Margaret looked at BJ and felt her eyes flood over. She nodded. Maybe it was something, maybe it had made a tiny bit of difference. For her friend Mike. She knew he had made a difference for her.
"Get some rest. For real, this must be your third shift straight."
She sniffled and wiped her eyes. Yes, it was time to go. The mascara she had put on yesterday, or was it the day before that, was crumbling in her eyes, and it stung. She felt grimy all over.
"I will," she said and stood up. BJ did too.
"Good. Good night, Margaret. Or good morning, whatever you choose."
"Who even knows anymore?"
"I know I don't."
He smiled and gave her a nod before walking away.
Margaret moved her chair out of the way to make it easier for the corpsmen. Before she left, she gently touched Mike's chest again.
"Thank you," she whispered, "for letting me spend some time with you. Safe travels."
The pale light of dawn made the compound look surreal. She bent her head back and looked up at the sky, she so rarely even did that anymore, not in the light. She wanted to see stars, wanted one of them to burn bright, sending one last message to those left behind. But she didn't see any stars, they had faded away.
She saw a pillar of smoke billowing up from the burning pile of garbage. It wasn't dignified, it wasn't pristine. It covered everything in a haze, it gave the lamps a soft shimmer. It was hard to tell what time of day it was, dawn or dusk. Time was a thief, robbing you of night and day, of a sense of reality. One night in Korea equaled a lifetime. It robbed you of the life you were supposed to have lived, if things had been different.
But if time was a thief, maybe it could also give back, somehow. Maybe somewhere, in a small corner of existence, Mike was eight years old, sitting in his grandmother's kitchen, waiting for the molasses cookies to bake. The sweet smell filling his head, not burning garbage. Somewhere, he was kissing his girl at the State Fair, his ears filled with laughter and happy shrieks from the roller coaster.
Somewhere he could hear the sound of rain in the chestnut tree, and somewhere he was sitting next to a deer in the stillness of dawn.
Maybe all those things were true. Maybe somewhere behind the smoke, a star was burning bright. Burning so bright because of how special it was, a beautiful visitor that couldn't stay for long.
At least he had been there. At least he would live in the heart of a young woman. In the eye of a deer. In the soul of a tired nurse who had once seen things so clearly, but now everything was covered in a haze. A nurse who should get some sleep because tomorrow was already here, and soon new stars would burn bright in the sky.

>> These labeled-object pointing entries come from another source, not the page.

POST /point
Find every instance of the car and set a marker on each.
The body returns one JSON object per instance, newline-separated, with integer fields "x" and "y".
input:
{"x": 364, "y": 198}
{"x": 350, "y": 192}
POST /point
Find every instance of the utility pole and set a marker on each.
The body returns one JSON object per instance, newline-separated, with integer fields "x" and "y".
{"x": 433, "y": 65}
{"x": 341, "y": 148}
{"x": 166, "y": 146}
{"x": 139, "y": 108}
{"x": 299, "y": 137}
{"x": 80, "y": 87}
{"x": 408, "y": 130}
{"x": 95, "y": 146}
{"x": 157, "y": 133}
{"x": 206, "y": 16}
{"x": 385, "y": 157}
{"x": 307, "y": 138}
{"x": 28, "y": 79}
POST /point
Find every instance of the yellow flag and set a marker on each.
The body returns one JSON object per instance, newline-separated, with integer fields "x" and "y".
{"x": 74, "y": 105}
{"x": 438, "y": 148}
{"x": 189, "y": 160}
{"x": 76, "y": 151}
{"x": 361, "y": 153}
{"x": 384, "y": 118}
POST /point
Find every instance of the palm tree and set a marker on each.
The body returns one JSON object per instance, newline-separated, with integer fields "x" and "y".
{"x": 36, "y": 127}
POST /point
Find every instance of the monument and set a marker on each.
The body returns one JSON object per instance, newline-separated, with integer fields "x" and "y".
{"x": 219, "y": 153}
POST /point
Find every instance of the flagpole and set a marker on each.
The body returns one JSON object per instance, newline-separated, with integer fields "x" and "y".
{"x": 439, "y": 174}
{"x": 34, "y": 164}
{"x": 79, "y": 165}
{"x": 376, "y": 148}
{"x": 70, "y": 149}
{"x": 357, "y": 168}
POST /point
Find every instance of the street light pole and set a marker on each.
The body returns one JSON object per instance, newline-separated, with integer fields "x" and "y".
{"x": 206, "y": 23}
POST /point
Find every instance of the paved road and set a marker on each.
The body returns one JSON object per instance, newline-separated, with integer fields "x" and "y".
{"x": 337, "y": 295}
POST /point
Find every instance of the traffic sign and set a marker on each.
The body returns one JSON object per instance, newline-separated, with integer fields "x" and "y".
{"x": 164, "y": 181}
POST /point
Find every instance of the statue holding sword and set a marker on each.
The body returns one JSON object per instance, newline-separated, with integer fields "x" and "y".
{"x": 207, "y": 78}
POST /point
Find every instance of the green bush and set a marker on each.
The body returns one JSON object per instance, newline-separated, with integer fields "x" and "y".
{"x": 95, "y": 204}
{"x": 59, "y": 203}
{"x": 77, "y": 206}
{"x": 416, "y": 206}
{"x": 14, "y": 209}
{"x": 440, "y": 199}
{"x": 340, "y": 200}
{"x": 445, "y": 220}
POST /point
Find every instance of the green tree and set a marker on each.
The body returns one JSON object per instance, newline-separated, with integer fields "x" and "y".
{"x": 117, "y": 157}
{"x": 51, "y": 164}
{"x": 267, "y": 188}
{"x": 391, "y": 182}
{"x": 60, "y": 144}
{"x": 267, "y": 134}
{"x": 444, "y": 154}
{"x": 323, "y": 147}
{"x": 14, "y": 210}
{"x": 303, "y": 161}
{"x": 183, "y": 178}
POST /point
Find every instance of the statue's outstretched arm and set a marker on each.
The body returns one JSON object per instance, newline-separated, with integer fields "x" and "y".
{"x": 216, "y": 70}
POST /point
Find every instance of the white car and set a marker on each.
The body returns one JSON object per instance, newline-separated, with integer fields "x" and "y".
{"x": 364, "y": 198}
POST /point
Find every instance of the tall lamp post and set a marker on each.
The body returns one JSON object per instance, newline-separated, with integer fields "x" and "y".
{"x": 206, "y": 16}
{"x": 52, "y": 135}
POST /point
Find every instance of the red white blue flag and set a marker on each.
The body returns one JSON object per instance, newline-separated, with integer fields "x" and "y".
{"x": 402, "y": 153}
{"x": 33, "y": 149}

Margaret pulled her cardigan closer around her and started to walk toward her tent. She hoped sleep would find her. She would very much like to dream and see her friend Mike. Maybe they could sit in his grandmother's kitchen together and eat cookies.
She would very much like that.
Author's Note:
I've always loved the scene in "Letters", where Margaret sits with the dying soldier. The way she chooses to go back and sit with him, and the way she smiles at him while clearly fighting back tears is just so beautiful. In this chapter, I wanted to expand on that scene, see what happened after he passed away.